Moreno no será el único relevo. Está previsto que la secretaria ejecutiva Doris Soliz, electa como asambleísta para la nueva Legislatura, ceda la representación en favor de Gabriela Rivadeneira, la más opcionada para el cargo luego de que su nombre fuera borrado de la lista de probabilidades para la cúpula de la Asamblea, que durante dos períodos presidió.

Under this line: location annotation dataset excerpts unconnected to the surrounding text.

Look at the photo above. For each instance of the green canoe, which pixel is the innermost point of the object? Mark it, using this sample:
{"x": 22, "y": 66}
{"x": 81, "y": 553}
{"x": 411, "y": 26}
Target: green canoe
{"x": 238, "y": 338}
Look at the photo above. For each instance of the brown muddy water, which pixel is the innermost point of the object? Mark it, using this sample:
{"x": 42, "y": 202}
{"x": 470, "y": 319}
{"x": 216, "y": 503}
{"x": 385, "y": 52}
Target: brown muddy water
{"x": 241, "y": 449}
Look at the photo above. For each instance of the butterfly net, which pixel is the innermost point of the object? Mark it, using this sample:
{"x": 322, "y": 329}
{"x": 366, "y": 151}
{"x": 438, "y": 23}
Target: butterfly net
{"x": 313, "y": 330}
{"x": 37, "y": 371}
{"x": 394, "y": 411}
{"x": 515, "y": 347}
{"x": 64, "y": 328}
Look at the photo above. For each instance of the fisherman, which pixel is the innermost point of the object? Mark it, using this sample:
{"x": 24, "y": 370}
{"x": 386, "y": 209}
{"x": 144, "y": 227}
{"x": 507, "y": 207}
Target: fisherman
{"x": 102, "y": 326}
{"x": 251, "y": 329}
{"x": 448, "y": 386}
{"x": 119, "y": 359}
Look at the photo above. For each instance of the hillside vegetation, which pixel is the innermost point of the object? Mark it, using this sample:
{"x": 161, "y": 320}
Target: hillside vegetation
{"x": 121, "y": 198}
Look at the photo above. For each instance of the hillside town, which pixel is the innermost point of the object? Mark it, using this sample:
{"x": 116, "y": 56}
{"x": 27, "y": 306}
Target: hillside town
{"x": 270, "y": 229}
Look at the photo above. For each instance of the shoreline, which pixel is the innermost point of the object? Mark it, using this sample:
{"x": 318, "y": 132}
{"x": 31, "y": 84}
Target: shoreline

Y aunque habrá cambios, fue el propio Moreno quien quitó de en medio las pretensiones de un giro decisorio: no serán “sustanciales” en la autodenominada Revolución Ciudadana.

Control

El presidente Rafael Correa, quien dejará la presidencia del partido a su sucesor en Carondelet, Lenín Moreno, adelantó ayer que espera que se reforme el Código de Ética, para regular la conducta de los militantes más visibles del movimiento. Aunque él mismo ha anunciado su paso al costado en la dirección, se espera mañana una decisión que reconozca su liderazgo en el partido.

Consenso

La primera vicepresidenta de la Asamblea Nacional, Rosana Alvarado, aseguró tener confianza en “que vamos a recuperar las organizaciones sociales que se han distanciado, a veces por no comprender determinadas decisiones, otras porque no fuimos nosotros los que tejimos los enlaces o puentes”. Ese, a su juicio, es un desafío “al alcance” de Lenín Moreno.

Recuperarse

El representante legislativo oficialista Vethowen Chica desea que Moreno se encargue de “fortalecer la organicidad del movimiento, que ha sido venida a menos en el período por concluir de Doris Soliz. No podemos darnos el lujo de que, por falta de organización, tengamos que pasar a una segunda vuelta. Hay que fortalecer la estructura orgánica con las bases”.

Frente amplio

Virgilio Hernández, presidente de la Comisión de Régimen Económico, espera que Moreno “sea un conductor y establezca los grandes horizontes del movimiento. Tenemos un desafío inmenso con los sectores medios que apoyaron y, ahora, lo ven con distancia. Hay que ampliar el abanico de fuerzas que sostienen al movimiento. Hace falta una política de alianzas con los sectores sociales”.

Dos cabezas

La representante de la Comisión de Soberanía Alimentaria, Marcia Arregui, dice que está ”convencida de que él hará un buen trabajo, conciliador, que es lo que quiere para el partido y para el país. Lenín como Rafael van a manejar el partido, siempre han conciliado entre ellos. Han habido democracia y diálogos y eso nos ayudó a construir el movimiento. Eso no va a cambiar”.

Diversidad

El presidente de la Comisión de Gobiernos Locales, Richard Calderón, espera que durante la administración del nuevo presidente del partido “se siga consolidando la organización, la más grande del país, que dio cabida a varios procesos políticos para poder cristalizar diferentes objetivos”. La diversidad de pensamiento y opinión, a su juicio, será clave para el éxito del movimiento.